Arnold tidak menjauhkan diri, ia menatap Caca dan mengusap pelan puncak kepala gadis bermata rusa itu. “Kamu milikku, Caca. Jangan coba melawan lagi, aku tidak pernah main- main dengan ucapan ku. Mengerti?”
Mulutnya tidak sanggup terbuka dengan jarak sedekat itu. Akhirnya Caca hanya menganggukkan kepalanya meski ia ingin sekali membantah, lagi. “Masuklah. Aku akan menunggu mu.”

Caca kembali mengangguk dan cepat-cepat keluar. Ia berlari kecil ke halaman kecil rumahnya dan mengambil kunci dari tas. Sebelum masuk ia berbalik dan melambaikan
tangan. Arnold tersenyum kecil dan balas melambaikan tangannya. Ia memberi isyarat agar Caca segera masuk ke rumah.

Setelah Caca menutup pintu, barulah dilihatnya mobil itu melaju membelah jalanan. Caca mengunci pintu dan bersandar di sana. Ia memegang dadanya yang bergemuruh sejak tadi.

***
Ting!

Caca melirik hp yang tergeletak di nakas ketika sebuah notifikasi masuk. Ia baru saja selesai mandi dan mengeringkan rambutnya dengan handuk kecil.

Tuan Arnold
Aku tidak bisa menjemput mu hari ini. Sarapan dan hati-hati di jalan. ❤
Caca mengangkat sebelah alisnya ketika membaca pesan masuk dari Arnold, pacar pertamanya.

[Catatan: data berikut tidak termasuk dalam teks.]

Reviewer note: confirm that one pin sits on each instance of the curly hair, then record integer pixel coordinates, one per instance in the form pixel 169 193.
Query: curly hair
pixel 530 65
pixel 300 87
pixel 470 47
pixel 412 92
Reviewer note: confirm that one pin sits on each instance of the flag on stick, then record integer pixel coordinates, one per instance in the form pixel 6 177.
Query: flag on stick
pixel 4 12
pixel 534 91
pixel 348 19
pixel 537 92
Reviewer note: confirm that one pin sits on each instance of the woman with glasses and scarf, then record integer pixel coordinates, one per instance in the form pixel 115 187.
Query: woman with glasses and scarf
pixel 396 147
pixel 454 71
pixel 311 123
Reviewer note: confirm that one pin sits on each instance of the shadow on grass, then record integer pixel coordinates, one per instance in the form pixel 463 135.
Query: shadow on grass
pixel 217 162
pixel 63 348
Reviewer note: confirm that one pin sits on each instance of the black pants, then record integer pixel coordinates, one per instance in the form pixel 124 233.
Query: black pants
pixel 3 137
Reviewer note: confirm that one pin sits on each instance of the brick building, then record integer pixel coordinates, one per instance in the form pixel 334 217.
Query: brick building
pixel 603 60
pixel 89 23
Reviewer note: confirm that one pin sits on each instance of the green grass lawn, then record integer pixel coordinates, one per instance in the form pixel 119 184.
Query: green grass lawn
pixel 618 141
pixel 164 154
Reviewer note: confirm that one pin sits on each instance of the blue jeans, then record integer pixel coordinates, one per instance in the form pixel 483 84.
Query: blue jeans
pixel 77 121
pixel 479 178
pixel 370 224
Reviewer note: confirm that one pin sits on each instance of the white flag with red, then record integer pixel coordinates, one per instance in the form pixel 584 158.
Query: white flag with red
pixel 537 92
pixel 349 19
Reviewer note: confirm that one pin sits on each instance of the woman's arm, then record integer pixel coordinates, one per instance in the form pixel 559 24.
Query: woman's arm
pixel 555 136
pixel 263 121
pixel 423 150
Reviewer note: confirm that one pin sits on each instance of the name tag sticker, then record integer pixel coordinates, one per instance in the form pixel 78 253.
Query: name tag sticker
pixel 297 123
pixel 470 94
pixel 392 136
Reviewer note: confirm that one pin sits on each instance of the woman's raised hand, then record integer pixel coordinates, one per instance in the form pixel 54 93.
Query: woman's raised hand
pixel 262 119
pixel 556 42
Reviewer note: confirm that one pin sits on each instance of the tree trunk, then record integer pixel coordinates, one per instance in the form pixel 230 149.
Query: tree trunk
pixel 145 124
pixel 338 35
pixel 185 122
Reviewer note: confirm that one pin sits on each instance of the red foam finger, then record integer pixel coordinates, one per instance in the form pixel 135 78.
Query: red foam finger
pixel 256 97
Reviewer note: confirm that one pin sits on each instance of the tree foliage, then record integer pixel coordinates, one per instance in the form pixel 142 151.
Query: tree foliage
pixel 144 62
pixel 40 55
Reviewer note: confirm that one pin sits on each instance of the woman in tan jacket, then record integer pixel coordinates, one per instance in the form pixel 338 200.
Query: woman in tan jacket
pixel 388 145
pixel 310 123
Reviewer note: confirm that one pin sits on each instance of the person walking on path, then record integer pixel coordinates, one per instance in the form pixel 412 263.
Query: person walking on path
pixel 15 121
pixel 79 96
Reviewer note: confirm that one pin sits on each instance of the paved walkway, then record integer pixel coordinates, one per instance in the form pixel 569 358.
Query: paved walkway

“Siapa juga yang minta dijemput.”

Ia tidak membalas pesan itu dan mengabaikannya. Caca lebih memilih untuk mengganti pakaiannya. Caca mengambil sebuah kemeja putih dan rok span selutut. Tak lupa menyisir
rambut dan memoleskan bedak tipis di wajahnya.

Ia mengunci pintu rumah dan menunggu taksi. Namun sebuah mobil berhenti di depannya.
Caca bergeser ke samping selangkah, memasang sikap waspada. Lalu kaca mobil terbuka dan terlihatlah seorang pria berkaca mata.

“Jeki?” Caca mengintip ke dalam mobil untuk memastikan penglihatannya tidak salah. Itu
adalah Jeki, temannya di kantor. Mereka berkenalan di hari kedua Caca bekerja. Jeki adalah kepala staf bagian administrasi. Mereka hanya terpaut umur 2 tahun, dan Jeki menyuruhnya untuk memanggil nama saja.

“Ayo, masuk. Kita satu tujuan.” Jeki memasang senyum terbaiknya yang membuat Caca masuk tanpa pikir dua kali.

“Kamu sering lewat sini?” Caca memasang seatbelt. Sejenak ia merasa de javu. Lalu dengan cepat menghapus ingatan itu. Ini masih pagi, Arnold sudah mampir di pikirannya.

“Tidak, hanya kebetulan. Tadi aku mengantar mama ke rumah temannya.”

“Ooh.”

Setelah itu mereka tidak lagi berbicara. Di dalam mobil hanya terdengar lagu jazz yang mengalun mengisi gendang telinga. Ternyata Jeki adalah penggemar lagu jazz.

“Terimakasih. Aku masuk duluan ya.”

“Tidak usah sungkan.”

Caca melangkah duluan memasuki gedung tinggi. Ia meninggalkan Jeki yang saat itu menerima telepon entah dari siapa. Ia menyapa dan membalas sapaan dari beberapa karyawan yang melewatinya. Pagi ini suasana hatinya sedang senang, senyumnya tidak
luntur.

Namun itu hanya bertahan hingga ia sampai di ruangannya yang terhubung dengan ruang Arnold. Ia mendorong pintu dan mendapati Arnold bersidekap di dekat meja.

“Belum 24 jam kamu sudah selingkuh di belakang ku. Masih punya nyali melawan?”

Dan senyuman sehangat mentarinya lenyap detik itu juga.